As a final blow to Canadian Jews, the Canadian government has decided, at this time of all times, to implement new standards that will effectively end the practice of kosher slaughter in Canada.

According to the Kashruth Council of Canada (COR):

“The Canadian Food Inspection Agency (CFIA), the regulatory body which governs animal slaughter in Canada, introduced new guidelines governing animal slaughter in Canada that in effect—if not intention—place shechita (Jewish ritual slaughter) in jeopardy.”

Rabbi Eric Grossman, headmaster of The Akiva School in Montreal, wrote on March 11:

“This past Friday, a legal Notice of Application was filed on behalf of the kashrut organizations of Canada against the Attorney General in a last-ditch attempt to prevent the implementation of new standards that will end shechitah in Canada within the next two months. The process is well underway and already one-third of abattoirs in Canada have stopped producing kosher meat.

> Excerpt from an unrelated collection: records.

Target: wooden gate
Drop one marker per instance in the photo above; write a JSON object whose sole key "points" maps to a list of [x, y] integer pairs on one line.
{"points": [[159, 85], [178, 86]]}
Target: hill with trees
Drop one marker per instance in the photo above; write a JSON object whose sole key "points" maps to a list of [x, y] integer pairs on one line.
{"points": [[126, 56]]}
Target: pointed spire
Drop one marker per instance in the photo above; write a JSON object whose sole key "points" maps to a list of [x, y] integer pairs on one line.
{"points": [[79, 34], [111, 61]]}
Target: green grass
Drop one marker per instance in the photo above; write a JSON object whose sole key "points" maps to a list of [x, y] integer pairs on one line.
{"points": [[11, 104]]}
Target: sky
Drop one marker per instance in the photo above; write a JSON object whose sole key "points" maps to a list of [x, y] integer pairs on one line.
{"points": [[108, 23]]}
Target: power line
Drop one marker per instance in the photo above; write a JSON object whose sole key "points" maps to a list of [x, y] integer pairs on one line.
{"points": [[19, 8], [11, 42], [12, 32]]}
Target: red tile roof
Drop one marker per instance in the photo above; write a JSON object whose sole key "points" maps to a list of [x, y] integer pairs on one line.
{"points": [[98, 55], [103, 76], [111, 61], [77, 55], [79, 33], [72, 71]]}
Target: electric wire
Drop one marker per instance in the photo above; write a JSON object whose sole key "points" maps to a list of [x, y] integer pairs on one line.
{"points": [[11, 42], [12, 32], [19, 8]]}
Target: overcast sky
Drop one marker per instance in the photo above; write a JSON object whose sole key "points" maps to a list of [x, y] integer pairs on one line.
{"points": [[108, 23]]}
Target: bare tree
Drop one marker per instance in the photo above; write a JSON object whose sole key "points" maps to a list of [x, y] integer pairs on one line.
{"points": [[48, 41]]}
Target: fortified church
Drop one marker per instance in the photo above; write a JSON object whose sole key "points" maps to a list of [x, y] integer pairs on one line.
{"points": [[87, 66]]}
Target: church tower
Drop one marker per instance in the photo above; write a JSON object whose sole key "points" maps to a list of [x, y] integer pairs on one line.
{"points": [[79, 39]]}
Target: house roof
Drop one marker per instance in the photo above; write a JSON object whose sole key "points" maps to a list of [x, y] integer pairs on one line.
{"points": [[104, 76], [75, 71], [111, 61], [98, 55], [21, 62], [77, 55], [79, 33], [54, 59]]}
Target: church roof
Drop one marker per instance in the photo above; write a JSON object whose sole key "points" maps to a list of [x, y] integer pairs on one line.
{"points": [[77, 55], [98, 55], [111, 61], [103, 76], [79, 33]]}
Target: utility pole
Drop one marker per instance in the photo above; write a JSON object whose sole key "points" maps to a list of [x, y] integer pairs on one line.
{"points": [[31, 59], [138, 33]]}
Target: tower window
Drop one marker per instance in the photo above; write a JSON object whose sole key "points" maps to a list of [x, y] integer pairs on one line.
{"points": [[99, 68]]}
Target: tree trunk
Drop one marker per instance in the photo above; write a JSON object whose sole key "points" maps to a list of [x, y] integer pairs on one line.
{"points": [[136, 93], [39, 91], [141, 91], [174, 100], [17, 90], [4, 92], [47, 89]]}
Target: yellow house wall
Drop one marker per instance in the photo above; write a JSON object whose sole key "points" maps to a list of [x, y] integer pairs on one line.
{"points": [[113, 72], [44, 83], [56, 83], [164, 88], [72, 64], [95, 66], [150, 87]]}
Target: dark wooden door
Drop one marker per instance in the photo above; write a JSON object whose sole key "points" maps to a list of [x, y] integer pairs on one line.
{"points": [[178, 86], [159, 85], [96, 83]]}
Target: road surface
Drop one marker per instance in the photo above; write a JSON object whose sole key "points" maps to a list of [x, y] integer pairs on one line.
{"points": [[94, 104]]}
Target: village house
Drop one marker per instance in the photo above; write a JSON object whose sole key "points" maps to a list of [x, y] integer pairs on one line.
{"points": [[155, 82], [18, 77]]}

The kosher certifiers and their representatives had been working with the Canadian government to find a solution, including a recent meeting in Ottawa, but according to the application, ‘…those efforts have proven fruitless.’

“The application asserts that ending shechitah violates the rights of Canadian Jews to practice their faith as guaranteed by the Canadian Charter of Rights and Freedoms. As such, this new policy is one of the most severe blows ever dealt to the Canadian Jewish community, which has lived in this land for over two hundred years.”

Is Canada trying to get rid of its Jews? And its freedoms? It might just succeed in doing both.

Originally published by The Gatestone Institute.

The opinions and facts presented in this article are those of the author, and neither JNS nor its partners assume any responsibility for them.